SPROTT ASSET MANAGEMENT L.P.

(the Filer)

AND

THE MUTUAL FUNDS

LISTED IN SCHEDULE A HERETO

(the Existing Funds)

DECISION

Background

The principal regulator in the Jurisdiction has received an application from the Filer for a decision under the securities legislation of the Jurisdiction of the principal regulator (the Legislation) for an exemption relieving the Existing Funds and any future mutual funds managed by the Filer or an affiliate of the Filer that are subject to National Instruments 81-101 Mutual Fund Distributions (NI 81-101) and 81-102 Mutual Funds (NI 81-102) (the Future Funds) (the Existing Funds and the Future Funds, respectively, together, the Funds and individually, a Fund) from the requirements in subsections 2.6(a), 2.6(c) and 6.1(1) of NI 81-102 in order to permit each of the Funds to (a) sell securities short; (b) provide a security interest over the Fund's assets in connection with the short sales; and (c) deposit assets of the Fund with a dealer as security in connection with the short sales (the Exemption Sought).

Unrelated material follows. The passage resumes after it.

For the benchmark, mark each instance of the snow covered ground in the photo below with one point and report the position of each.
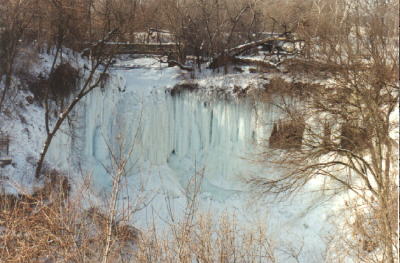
(176, 137)
(173, 139)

Under the Process for Exemptive Relief Applications in Multiple Jurisdictions:

(a) the Ontario Securities Commission is the principal regulator for the application; and

(b) the Filer has provided notice that Section 4.7(1) of Multilateral Instrument 11-102 Passport System (MI 11-102) is intended to be relied upon in British Columbia, Alberta, Saskatchewan, Manitoba, Quebec, New Brunswick, Nova Scotia, Prince Edward Island, Newfoundland & Labrador, Northwest Territories, Yukon and Nunavut (the Passport Jurisdictions).

Interpretation

Terms defined in MI 11-102, National Instrument 14-101 Definitions and NI 81-102 have the same meaning if used in this decision, unless otherwise defined.

Representations

The decision is based on the following facts represented by the Filer:

The Filer and the Funds

1. The Filer is a limited partnership established under the laws of the Province of Ontario and is registered as an adviser in the category of portfolio manager in Ontario, British Columbia, Alberta, Saskatchewan, Manitoba, New Brunswick, Nova Scotia and Newfoundland and Labrador and as an exempt market dealer in Ontario. The Filer is not in default of securities legislation in any province or territory of Canada.

2. Each Fund is, or will be, an open-end mutual fund trust or a class of shares of a mutual fund corporation established under the laws of the Province of Ontario of which the Filer, or an affiliate of the Filer, is or will be the manager.

3. Each Fund is, or will be, a reporting issuer in all of the provinces and territories of Canada subject to NI 81-102 and distributes or will distribute securities under a simplified prospectus and annual information form prepared and filed in accordance with NI 81-101. Each of the Existing Funds is not in default of securities legislation in any province or territory of Canada.

4. In July 2010, the Filer qualified for sale, pursuant to a simplified prospectus, a fixed-income fund known as Sprott Diversified Yield Fund. The Filer may, in the future, create and manage other mutual funds the investment objectives of which will include investments in fixed-income securities.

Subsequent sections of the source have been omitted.